Par ordonnance du 7 mars 2024, la clôture de l'instruction a été ordonnée et l'affaire a été fixée à l'audience du 3 juin 2024, date à laquelle elle a été plaidée en présence des parties dûment représentées.
* * * * Par conclusions reprises oralement auxquelles il convient de se reporter pour plus ample exposé des moyens, la société [4] demande au tribunal de : - déclarer la décision de prise en charge par la CPAM du Var de l’accident déclaré par M. [B] [R] comme lui étant inopposable pour non-respect du contradictoire à défaut d’information relative à l’instruction et au vu du non-respect des délais d’instruction ; - déclarer la décision de prise en charge par la CPAM du Var de l’accident déclaré par M. [B] [R] comme lui étant inopposable au fond à défaut d’enquête sur l’agent causal du malaise mortel, faute de mise à disposition de l’avis du médecin-conseil, à défaut pour l’enquête de remplir les conditions légales ou réglementaires et au vu du commencement de preuve sur la cause totalement étrangère au travail.

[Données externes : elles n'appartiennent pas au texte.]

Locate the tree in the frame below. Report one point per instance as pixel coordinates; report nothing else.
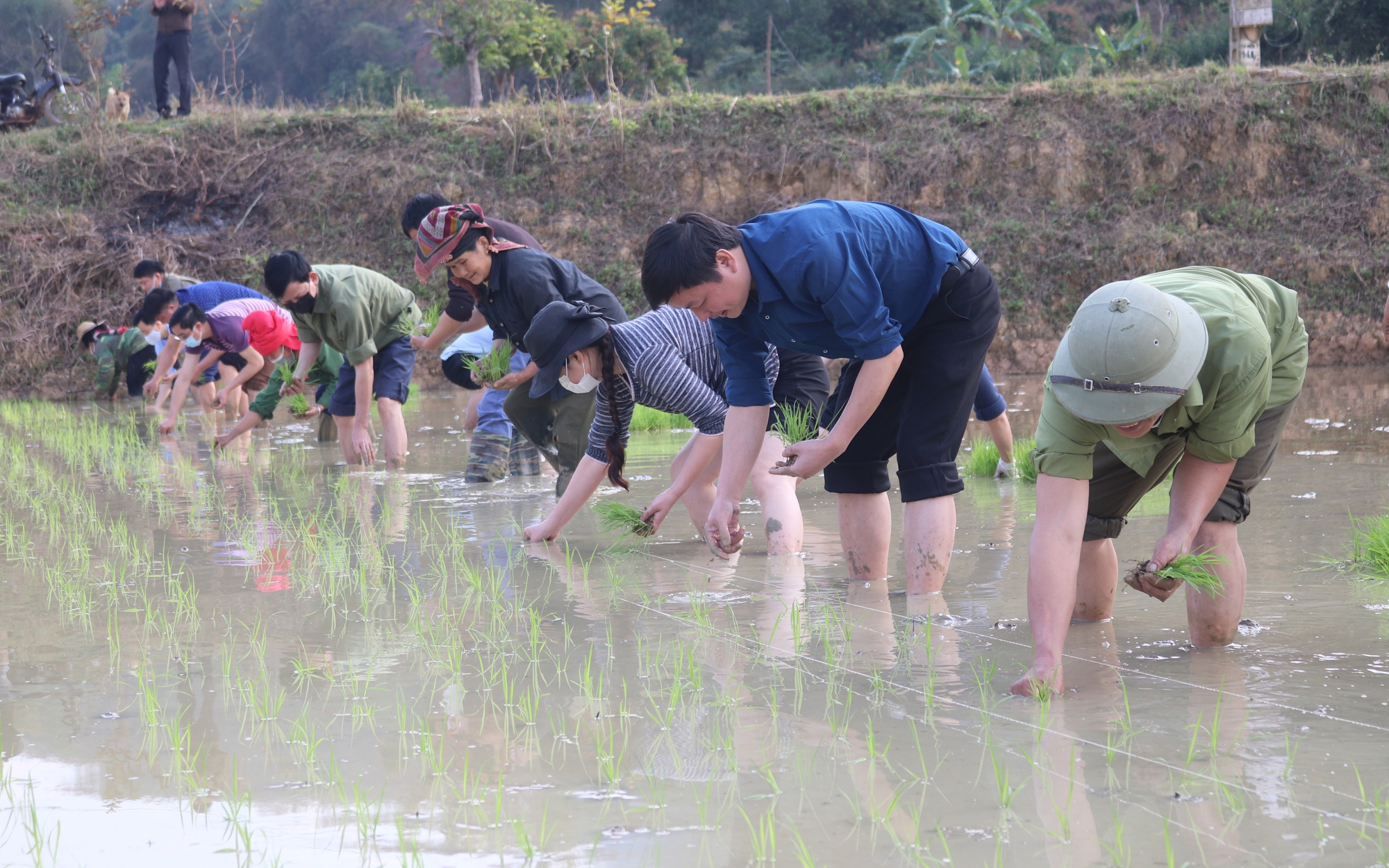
(626, 49)
(463, 30)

* Par conclusions reprises oralement auxquelles il convient de se reporter pour plus ample exposé des moyens, la CPAM du Var, qui n’a pas sollicité de dispense de comparution au visa de l’article R.142-10-4 du code de la sécurité sociale et de l’article 446-1 du code de procédure civile mais qui a déposé ses conclusions et pièces dans le cadre de l’audience de mise en état du 5 octobre 2023, demande au tribunal de : - confirmer la décision de la CPAM du 30 septembre 2022 ; - débouter la société [4] de ses demandes.
Le dossier a été mis en délibéré au 8 juillet 2024.
MOTIFS :
- Sur le respect du principe du contradictoire :
L’article R.441-7 du code de la sécurité sociale dispose que la caisse dispose d'un délai de trente jours francs à compter de la date à laquelle elle dispose de la déclaration d'accident et du certificat médical initial prévu à l'article L. 441-6 pour soit statuer sur le caractère professionnel de l'accident, soit engager des investigations lorsqu'elle l'estime nécessaire ou lorsqu'elle a reçu des réserves motivées émises par l'employeur.
En application des articles R.441-7 et R.441-8 du code de la sécurité sociale, la caisse communique à la victime ou à ses ayants droit et à l'employeur au moins dix jours francs avant de prendre sa décision, par tout moyen permettant d'en déterminer la date de réception, l'information sur les éléments recueillis et susceptibles de leur faire grief, ainsi que sur la possibilité de consulter le dossier mentionné à l'article R. 441-14.